Sparck NLP API
IssueLab is the knowledge platform for Candid, formerly known as the Foundation Center. Their goal is to collect, archive, and make accessible and useful “gray literature”— things like white papers, research reports, evaluations, and case studies. Most of the social sector produces and releases knowledge this way, but the sector lacks the formal channels and aggregators that academia has to make this content searchable, so that’s where IssueLab fits in.
I worked on a team that built an API which uses natural language processing to help IssueLab add richer metadata to their collection for improved search results and exploration features. The API, called Sparck, accepts PDFs and processes them to produce keywords, key finding statements, and topics. It’s named for Karen Spärck Jones, a British pioneer in information retrieval.

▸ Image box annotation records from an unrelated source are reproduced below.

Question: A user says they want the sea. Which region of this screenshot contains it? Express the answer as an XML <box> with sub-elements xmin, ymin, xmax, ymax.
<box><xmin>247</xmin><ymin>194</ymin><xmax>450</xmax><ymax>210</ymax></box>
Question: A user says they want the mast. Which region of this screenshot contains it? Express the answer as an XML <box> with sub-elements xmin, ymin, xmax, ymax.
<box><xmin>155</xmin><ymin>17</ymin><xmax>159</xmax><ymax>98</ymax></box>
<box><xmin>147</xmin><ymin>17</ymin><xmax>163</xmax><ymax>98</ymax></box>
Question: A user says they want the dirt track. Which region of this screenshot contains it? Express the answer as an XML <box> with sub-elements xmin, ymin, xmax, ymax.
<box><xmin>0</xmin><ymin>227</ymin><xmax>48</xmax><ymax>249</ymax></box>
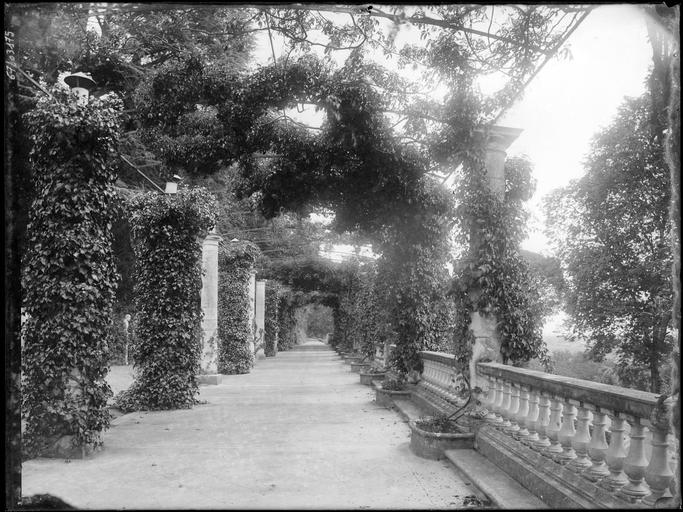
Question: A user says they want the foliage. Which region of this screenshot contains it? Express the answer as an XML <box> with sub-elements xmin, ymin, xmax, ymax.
<box><xmin>264</xmin><ymin>279</ymin><xmax>282</xmax><ymax>357</ymax></box>
<box><xmin>382</xmin><ymin>376</ymin><xmax>406</xmax><ymax>391</ymax></box>
<box><xmin>116</xmin><ymin>188</ymin><xmax>215</xmax><ymax>411</ymax></box>
<box><xmin>22</xmin><ymin>87</ymin><xmax>121</xmax><ymax>456</ymax></box>
<box><xmin>453</xmin><ymin>155</ymin><xmax>547</xmax><ymax>368</ymax></box>
<box><xmin>306</xmin><ymin>304</ymin><xmax>334</xmax><ymax>338</ymax></box>
<box><xmin>217</xmin><ymin>238</ymin><xmax>258</xmax><ymax>375</ymax></box>
<box><xmin>416</xmin><ymin>415</ymin><xmax>462</xmax><ymax>434</ymax></box>
<box><xmin>377</xmin><ymin>178</ymin><xmax>454</xmax><ymax>373</ymax></box>
<box><xmin>546</xmin><ymin>94</ymin><xmax>672</xmax><ymax>392</ymax></box>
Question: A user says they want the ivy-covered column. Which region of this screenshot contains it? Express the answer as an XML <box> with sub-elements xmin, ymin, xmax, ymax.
<box><xmin>116</xmin><ymin>188</ymin><xmax>216</xmax><ymax>411</ymax></box>
<box><xmin>247</xmin><ymin>268</ymin><xmax>256</xmax><ymax>354</ymax></box>
<box><xmin>201</xmin><ymin>230</ymin><xmax>223</xmax><ymax>374</ymax></box>
<box><xmin>22</xmin><ymin>87</ymin><xmax>122</xmax><ymax>458</ymax></box>
<box><xmin>218</xmin><ymin>241</ymin><xmax>259</xmax><ymax>375</ymax></box>
<box><xmin>469</xmin><ymin>126</ymin><xmax>522</xmax><ymax>389</ymax></box>
<box><xmin>254</xmin><ymin>280</ymin><xmax>266</xmax><ymax>357</ymax></box>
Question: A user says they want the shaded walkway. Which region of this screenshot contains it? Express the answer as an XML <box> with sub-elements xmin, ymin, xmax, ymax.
<box><xmin>23</xmin><ymin>341</ymin><xmax>471</xmax><ymax>509</ymax></box>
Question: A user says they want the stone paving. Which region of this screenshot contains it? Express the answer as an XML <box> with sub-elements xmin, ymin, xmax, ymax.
<box><xmin>23</xmin><ymin>341</ymin><xmax>473</xmax><ymax>509</ymax></box>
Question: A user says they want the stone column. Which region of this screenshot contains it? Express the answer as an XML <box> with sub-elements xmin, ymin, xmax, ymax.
<box><xmin>247</xmin><ymin>270</ymin><xmax>256</xmax><ymax>354</ymax></box>
<box><xmin>201</xmin><ymin>230</ymin><xmax>222</xmax><ymax>374</ymax></box>
<box><xmin>254</xmin><ymin>281</ymin><xmax>266</xmax><ymax>358</ymax></box>
<box><xmin>470</xmin><ymin>126</ymin><xmax>522</xmax><ymax>390</ymax></box>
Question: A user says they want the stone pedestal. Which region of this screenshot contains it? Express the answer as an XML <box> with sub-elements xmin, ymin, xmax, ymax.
<box><xmin>200</xmin><ymin>233</ymin><xmax>222</xmax><ymax>374</ymax></box>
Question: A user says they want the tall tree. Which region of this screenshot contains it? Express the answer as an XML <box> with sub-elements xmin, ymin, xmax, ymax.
<box><xmin>545</xmin><ymin>94</ymin><xmax>673</xmax><ymax>392</ymax></box>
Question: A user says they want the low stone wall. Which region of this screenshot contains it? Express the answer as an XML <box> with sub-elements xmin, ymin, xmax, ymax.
<box><xmin>477</xmin><ymin>363</ymin><xmax>676</xmax><ymax>507</ymax></box>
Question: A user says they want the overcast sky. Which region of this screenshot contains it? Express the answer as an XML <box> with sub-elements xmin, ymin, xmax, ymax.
<box><xmin>500</xmin><ymin>5</ymin><xmax>652</xmax><ymax>254</ymax></box>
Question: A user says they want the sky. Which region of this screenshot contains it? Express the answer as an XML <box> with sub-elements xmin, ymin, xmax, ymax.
<box><xmin>302</xmin><ymin>4</ymin><xmax>652</xmax><ymax>255</ymax></box>
<box><xmin>500</xmin><ymin>4</ymin><xmax>652</xmax><ymax>255</ymax></box>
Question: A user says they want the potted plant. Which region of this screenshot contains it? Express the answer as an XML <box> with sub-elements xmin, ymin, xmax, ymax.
<box><xmin>360</xmin><ymin>362</ymin><xmax>386</xmax><ymax>386</ymax></box>
<box><xmin>408</xmin><ymin>373</ymin><xmax>474</xmax><ymax>460</ymax></box>
<box><xmin>408</xmin><ymin>415</ymin><xmax>474</xmax><ymax>460</ymax></box>
<box><xmin>375</xmin><ymin>375</ymin><xmax>410</xmax><ymax>407</ymax></box>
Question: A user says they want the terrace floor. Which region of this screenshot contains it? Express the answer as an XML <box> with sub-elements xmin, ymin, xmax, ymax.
<box><xmin>23</xmin><ymin>340</ymin><xmax>473</xmax><ymax>509</ymax></box>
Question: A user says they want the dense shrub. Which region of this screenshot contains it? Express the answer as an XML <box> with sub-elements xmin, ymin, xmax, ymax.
<box><xmin>217</xmin><ymin>242</ymin><xmax>258</xmax><ymax>375</ymax></box>
<box><xmin>22</xmin><ymin>88</ymin><xmax>121</xmax><ymax>456</ymax></box>
<box><xmin>116</xmin><ymin>188</ymin><xmax>215</xmax><ymax>410</ymax></box>
<box><xmin>264</xmin><ymin>279</ymin><xmax>282</xmax><ymax>357</ymax></box>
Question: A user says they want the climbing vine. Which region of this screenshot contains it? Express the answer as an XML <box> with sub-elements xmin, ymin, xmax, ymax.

On the backend it uses traditional NLP techniques like TF-IDF, as well as a novel technique we developed called WikiTopic. WikiTopic uses an ElasticSearch index of the Wikipedia corpus to produce relevant named topics for documents. (Keep in mind this was years before the development of large language models.)
Because of the long processing time to extract plain text from PDFs, the system works asynchronously using a job queue (implemented using Redis and RQ) and provides APIs and dashboards for the client to check on the status of documents and retrieve results.
I worked on the backend data engineering for the API (the queue system, API framework, Elastic instance, and deployment of all of the above using Ansible) as well as an online explainer and documentation for our clients. I also worked with the client to train them on the use and maintenance of the system.